Athenæ Oxonienses. The History of Oxford Writers. Vol. 1, p. 250

John Martiall

, a zealous man for the R. Cath. Cause, was born at Dalysford in Worcestershire, near Chippingnorton in the County of Oxon; educated in Grammatical learning in Wykeham’s School near Winchester, admitted perpetual Fellow of New coll. after he had served two years of probation, an. 1551. took the degree of Bach. of the Civil Law five years after, about which time he was made Usher, or second Master, of the aforesaid School under Tho. Hide, whom I shall anon mention. In the beginning of Q. Eliz. he left his Employment, Fellowship, and at length the Kingdom, and going beyond the Seas to Lovaine, he made proficiency there in the studies of Divinity, and at length by the procurement of Lewis Owen Archdeacon of Cambray, (afterwards Bishop of Cassano) he was made Canon of St. Peters Church at L’isle in Flanders. Which place he keeping eight years, resigned it, (being then D. of D.) to the end that he might give himself solely upto his devotions, and prepare himself for another World. He hath written,

A Treatise of the Cross, gathered out of the Scriptures, Councils, and ancient Fathers of the primitive Church. Antw. 1564. in oct. Whereupon Jam. Calfhill of Ch. Ch. making an answer to it, our Author came out with a reply intit.

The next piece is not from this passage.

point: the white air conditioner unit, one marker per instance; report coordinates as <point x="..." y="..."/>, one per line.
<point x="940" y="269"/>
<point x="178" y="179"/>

A reply to Mr. Calfhills blasphemous answer against the Treatise of the Cross. Lov. 1566. qu. Afterwards he wrote,

Treatise of the tonsure of the Clerks.—Left imperfect and therefore never printed. He departed this mortal Life at L’isle beforementioned, (to the great grief of the R. Catholicks,) in the Arms or Embraces of Will, Gifford Dean of that Church, 1597 on the 3. of Apr. (a)(a) Jo. Pits in lib. De illustr. Angl. Scriptorih. Aet. 16. nu. 1045. in fifteen hundred ninety and seven, and was buried in the Collegiate Church of St. Peter before-mentioned. At his death he bequeathed a rich ring, with a stone in it, to adorn a piece of our Saviour’s Cross, in the Cathedral there. Whose Will being performed by the said Gifford, that bequest was esteemed as a Trophy of Victory over Calfhill, and is at this day, as I have been informed, preserved as a choice relick there.